4. Manos: The Hands of Fate

Possibly MST3K’s most beloved episode, and for good reason: the crew discovered a completely forgotten 1966 cheapo from writer/director/producer/star Harold P. Warren, a fertilizer salesman (yes, really) turned first-and-only-time filmmaker. And it really is one of the worst films they ever tackled, abysmal from every imaginable perspective (technical, narrative, performative, etc.). Its brutally long pauses, brazen incompetence, and baffling storytelling make it a perfect target for the show; it’s also thankfully short, which means we also get a pitch-perfect roasting of the Chrysler training film Hired! (well, of its second part; part one aired in the previous episode, Ed Wood’s Bride of the Monster, which just missed this list). (Streaming on Netflix.)

3. Pod People

Exploitation movies are, if nothing else, adaptable, and this French-Spanish film was intended as fairly straightforward alien horror until E.T. became a mega-hit. Suddenly, predictably, Pod People was transformed into a story about a cute alien and the boy who befriends him. But that’s also just one of roughly 23 plotlines in this dizzyingly inept flick, packaged for American audiences by Film Ventures International, which frequently created “new” opening credit sequences with blurry clips from other, completely unrelated movies (they did the same for the Master Ninjas and the season 3 episode Cave Dwellers, among others). At any rate, as one of the film’s “heroes” puts it in the clip above: It stinks! (Streaming on Netflix.)

2. Mitchell

This season five episode is a sentimental favorite any way you slice it, as it was the episode in which creator and original host Joel Hodgson finally figured out how to escape the Satellite of Love, turning the show over to Mike Nelson, who fronted it for the remainder of its original run. Luckily, he went out with one of the juiciest targets of the show’s run, a slovenly ‘70s cop movie in which the intensely dislikable cop played by Joe Don Baker grunts, farts, and swigs his way through a dopey high-level drug-running conspiracy. Legend has it that Baker was so angry about the show’s treatment that he threatened its creators with physical violence, which is one of those stories that may not be true, but should be. (Available on Rifftrax and with annotations on YouTube.)

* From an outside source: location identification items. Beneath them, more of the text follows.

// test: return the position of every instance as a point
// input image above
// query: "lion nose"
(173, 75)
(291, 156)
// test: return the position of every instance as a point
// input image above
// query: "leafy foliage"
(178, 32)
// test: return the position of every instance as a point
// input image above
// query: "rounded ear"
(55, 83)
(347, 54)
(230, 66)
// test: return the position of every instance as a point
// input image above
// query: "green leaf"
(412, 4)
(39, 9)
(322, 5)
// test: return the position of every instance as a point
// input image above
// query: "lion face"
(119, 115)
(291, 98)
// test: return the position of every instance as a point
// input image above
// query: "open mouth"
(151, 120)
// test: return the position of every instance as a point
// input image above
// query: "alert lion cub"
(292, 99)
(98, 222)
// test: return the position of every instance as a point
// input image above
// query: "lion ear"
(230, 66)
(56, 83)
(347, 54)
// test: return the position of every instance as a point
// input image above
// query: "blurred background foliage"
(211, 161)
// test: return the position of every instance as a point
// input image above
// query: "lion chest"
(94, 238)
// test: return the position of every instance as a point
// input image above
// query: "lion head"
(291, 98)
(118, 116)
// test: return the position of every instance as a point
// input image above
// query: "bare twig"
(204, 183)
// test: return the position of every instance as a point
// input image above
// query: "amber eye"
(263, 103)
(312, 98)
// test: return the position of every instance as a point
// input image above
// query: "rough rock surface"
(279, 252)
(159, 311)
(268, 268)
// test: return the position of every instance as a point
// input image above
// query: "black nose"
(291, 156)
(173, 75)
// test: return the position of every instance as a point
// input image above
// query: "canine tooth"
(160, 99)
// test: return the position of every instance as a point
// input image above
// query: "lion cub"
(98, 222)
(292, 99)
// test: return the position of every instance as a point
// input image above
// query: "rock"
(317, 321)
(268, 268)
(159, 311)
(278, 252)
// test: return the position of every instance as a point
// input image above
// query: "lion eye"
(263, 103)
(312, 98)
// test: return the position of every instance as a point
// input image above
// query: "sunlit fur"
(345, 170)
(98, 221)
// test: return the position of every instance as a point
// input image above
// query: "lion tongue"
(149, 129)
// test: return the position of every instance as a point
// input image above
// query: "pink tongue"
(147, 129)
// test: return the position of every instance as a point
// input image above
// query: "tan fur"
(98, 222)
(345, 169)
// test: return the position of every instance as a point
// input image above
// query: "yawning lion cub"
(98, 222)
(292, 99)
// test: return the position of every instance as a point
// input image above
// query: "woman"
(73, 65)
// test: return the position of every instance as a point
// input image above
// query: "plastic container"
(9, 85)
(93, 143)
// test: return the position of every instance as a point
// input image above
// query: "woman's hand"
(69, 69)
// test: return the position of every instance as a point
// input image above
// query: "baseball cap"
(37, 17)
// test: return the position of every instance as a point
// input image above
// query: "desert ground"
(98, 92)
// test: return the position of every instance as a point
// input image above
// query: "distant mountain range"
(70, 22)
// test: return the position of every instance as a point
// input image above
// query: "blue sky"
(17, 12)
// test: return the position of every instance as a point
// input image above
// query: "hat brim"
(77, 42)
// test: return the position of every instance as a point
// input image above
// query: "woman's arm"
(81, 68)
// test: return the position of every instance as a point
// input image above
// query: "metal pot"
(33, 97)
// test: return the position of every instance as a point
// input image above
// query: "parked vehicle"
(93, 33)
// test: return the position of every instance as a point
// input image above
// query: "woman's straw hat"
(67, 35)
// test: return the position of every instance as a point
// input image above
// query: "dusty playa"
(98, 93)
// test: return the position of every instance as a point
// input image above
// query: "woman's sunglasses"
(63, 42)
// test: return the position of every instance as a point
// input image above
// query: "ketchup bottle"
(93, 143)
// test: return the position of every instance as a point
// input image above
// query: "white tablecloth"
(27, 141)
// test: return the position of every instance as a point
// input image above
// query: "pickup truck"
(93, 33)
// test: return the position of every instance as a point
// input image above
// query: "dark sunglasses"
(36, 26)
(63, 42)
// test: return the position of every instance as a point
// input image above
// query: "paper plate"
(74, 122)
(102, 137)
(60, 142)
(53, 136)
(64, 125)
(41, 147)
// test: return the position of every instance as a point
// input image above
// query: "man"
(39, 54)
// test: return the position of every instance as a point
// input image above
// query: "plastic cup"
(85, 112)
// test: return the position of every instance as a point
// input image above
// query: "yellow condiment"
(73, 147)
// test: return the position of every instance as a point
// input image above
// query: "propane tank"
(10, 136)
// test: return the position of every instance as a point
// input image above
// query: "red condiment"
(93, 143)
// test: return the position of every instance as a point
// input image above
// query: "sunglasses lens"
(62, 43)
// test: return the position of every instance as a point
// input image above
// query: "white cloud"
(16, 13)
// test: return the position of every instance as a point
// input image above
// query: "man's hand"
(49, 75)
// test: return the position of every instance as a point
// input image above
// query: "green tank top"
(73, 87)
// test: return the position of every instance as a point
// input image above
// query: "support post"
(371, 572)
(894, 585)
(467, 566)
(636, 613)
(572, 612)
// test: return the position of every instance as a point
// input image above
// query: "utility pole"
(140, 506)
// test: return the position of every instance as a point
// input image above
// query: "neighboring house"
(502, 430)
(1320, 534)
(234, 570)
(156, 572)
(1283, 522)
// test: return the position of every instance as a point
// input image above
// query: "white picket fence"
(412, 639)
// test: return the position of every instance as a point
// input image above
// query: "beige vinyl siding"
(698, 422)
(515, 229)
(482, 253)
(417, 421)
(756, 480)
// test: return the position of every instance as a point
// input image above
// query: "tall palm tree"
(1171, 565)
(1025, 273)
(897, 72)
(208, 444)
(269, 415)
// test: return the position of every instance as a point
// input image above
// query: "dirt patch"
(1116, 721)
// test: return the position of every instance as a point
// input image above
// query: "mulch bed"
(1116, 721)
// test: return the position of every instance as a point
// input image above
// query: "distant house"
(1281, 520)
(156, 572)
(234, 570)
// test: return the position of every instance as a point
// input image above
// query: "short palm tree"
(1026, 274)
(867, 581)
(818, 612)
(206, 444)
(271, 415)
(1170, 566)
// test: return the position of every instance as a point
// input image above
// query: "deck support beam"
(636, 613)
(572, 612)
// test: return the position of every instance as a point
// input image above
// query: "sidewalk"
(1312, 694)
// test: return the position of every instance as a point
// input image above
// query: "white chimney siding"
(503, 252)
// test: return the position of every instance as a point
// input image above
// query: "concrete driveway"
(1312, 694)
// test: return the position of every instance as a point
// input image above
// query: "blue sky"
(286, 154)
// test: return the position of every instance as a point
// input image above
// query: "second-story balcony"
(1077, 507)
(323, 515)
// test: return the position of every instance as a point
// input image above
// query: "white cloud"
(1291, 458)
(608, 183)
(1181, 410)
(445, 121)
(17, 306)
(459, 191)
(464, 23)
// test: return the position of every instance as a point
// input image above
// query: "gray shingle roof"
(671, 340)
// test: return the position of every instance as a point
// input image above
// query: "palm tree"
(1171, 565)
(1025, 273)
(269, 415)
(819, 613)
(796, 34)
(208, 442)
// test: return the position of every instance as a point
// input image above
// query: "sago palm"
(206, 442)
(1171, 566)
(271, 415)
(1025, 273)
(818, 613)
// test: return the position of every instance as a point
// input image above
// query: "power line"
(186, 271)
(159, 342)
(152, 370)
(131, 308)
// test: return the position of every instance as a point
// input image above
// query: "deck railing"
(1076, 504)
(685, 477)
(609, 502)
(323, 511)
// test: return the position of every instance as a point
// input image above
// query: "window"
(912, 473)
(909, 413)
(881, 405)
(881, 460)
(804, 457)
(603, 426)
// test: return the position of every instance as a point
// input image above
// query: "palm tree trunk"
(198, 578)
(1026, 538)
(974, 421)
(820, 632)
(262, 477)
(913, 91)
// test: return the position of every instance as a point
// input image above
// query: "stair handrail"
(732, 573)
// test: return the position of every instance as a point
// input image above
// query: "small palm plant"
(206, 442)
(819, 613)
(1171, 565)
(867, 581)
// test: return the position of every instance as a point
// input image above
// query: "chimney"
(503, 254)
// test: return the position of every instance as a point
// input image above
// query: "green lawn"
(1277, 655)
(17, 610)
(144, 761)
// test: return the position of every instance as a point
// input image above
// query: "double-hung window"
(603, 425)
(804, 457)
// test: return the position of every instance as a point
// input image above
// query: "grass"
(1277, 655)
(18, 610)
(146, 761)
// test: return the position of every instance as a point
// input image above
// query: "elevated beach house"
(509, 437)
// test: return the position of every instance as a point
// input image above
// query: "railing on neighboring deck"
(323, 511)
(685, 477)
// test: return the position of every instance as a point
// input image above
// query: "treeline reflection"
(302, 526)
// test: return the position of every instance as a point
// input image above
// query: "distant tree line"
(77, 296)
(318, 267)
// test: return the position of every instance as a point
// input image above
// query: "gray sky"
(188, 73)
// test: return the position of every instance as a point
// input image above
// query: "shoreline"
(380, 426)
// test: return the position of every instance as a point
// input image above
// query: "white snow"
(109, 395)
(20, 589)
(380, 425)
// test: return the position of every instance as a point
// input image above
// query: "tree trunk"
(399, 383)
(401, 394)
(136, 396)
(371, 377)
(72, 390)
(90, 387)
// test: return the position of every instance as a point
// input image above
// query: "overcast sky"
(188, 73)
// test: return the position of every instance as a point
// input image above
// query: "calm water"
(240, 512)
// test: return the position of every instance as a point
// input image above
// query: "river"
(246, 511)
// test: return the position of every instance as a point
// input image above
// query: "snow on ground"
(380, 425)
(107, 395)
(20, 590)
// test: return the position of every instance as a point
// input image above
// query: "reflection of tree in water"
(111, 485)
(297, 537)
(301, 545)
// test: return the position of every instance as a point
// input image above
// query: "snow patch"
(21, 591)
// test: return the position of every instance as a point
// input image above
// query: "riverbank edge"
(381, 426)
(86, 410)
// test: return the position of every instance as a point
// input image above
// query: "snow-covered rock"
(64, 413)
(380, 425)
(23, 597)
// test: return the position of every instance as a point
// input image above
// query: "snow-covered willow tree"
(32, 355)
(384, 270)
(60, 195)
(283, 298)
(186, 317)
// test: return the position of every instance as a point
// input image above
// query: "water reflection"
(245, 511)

1. The Beast of Yucca Flats

If Mystery Science Theater 3000 did one thing for bad movie culture, it put to rest the Golden Turkey Awards’ contention that Ed Wood was the worst film director of all time. Nope, Wood was Orson Welles compared to Coleman Francis, a long-forgotten no-budget auteur whose entire three-film output was showcased on MST3K’s sixth season. And the best/worst was this, Francis’s very first film, apparently made before he could afford the basic cinematic necessity of “sync sound,” meaning that no one in the entirety of The Beast of Yucca Flats speaks while they are onscreen. It becomes a bit of a sport, as the film grinds on through a 54-minute running time that somehow seems to fill a full day, to spot the various ways they shoot dialogue without showing people speaking dialogue (oblique framing, overhead shots, conversations shot from a distance, close-ups of people listening to other people talk). But that’s not all Beast has to offer: it’s got Ed Wood’s favorite leading man Tor Johnson lumbering through the desert, an opening strangulation that has literally nothing to do with the rest of the movie, and a narration track that amounts to non-stop non-sequiturs. And since it’s so short, it’s coupled with not one but two terrifically terrible short films: the mind-bogglingly silly educational effort Money Talks and the uproarious Puerto Rican tourism commercial Progress Island USA. It ends up being a perfect Mystery Science Theater 3000 episode, showcasing all that the show could do, and the kind of horrors it could unveil in the process. (Available on Amazon Video.)